The only difference between this example and SoD 1 is the clear distinction of activity enabledness depending on a role assignment. In this case, Charlie is associated to the manager role, and therefore cannot execute reviseCase. Dynamic role assignemnt, role delegation, etc, is normally provided by an external system (such as KMD workzone), so in our example we limit the description to a fixed set of users and user roles.
SoD 3: 4-eyes principle with multiple role assignments
If Adam is a manager, he is also an employee, which would allow him to both file travel requests (as an employee) and approve them (as a manager). However, he cannot approve his own requests.

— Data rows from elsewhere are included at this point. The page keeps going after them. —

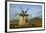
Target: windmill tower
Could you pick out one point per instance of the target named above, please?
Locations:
(23, 18)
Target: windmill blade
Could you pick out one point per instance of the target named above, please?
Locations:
(16, 14)
(27, 9)
(21, 8)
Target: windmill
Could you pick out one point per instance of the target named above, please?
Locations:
(23, 17)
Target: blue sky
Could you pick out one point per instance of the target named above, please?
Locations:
(32, 10)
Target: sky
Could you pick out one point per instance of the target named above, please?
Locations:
(32, 10)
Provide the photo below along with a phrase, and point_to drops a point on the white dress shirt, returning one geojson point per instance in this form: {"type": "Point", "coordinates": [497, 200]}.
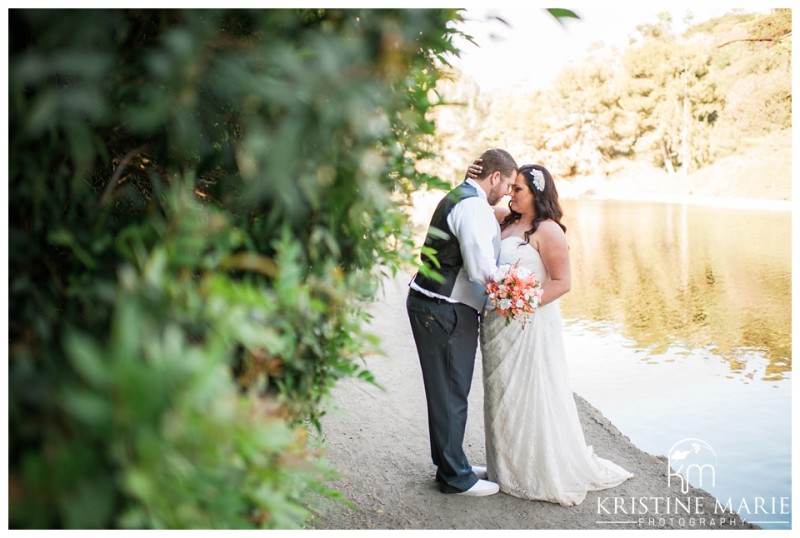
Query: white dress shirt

Charlie (as a manager) can approve Adam’s requests.
Explanation: while SoD 2 has describes a separation of duties assuming that one user has only one role in the organization, in many cases we have access control systems that allow multiple role assignments for users. Such an assignment might leak permissions empowering users to use their credentials to be requester and judge at the same time. The solution used is a combination of the selection of appropriate user expressions (as in SoD 1) with the pairing to an access control system, as the one provided via the open case manager or Workzone.
SOD 5: Cardinality constraint
Definition: A subprocess must contain at least N unique roles.
Example: A senior programmer and a programmer should be involved in a pair programming activity
We have relaxed this pattern to “the subprocess must contain exactly N unique roles”. To model the “at least” we will need to extend the pattern non-pending activities so the subprocess is accepted once N activities have been executed, all of them in different roles.
This pattern assumes that participant -> role mappings create a partition. The access control system of your ACM should guarantee that policy.
SOD 6: Activity Independence
Description: If two activities are independent (for instance, they need to be executed in parallel), they are required to be done by different roles
The trick of this pattern is to encode the mutual circularity between events. Since we do not know which event will be triggered first, we need to establish user expressions to both, so in case A goes triggered first, it modifies the pool of users that can do B, and vice-versa.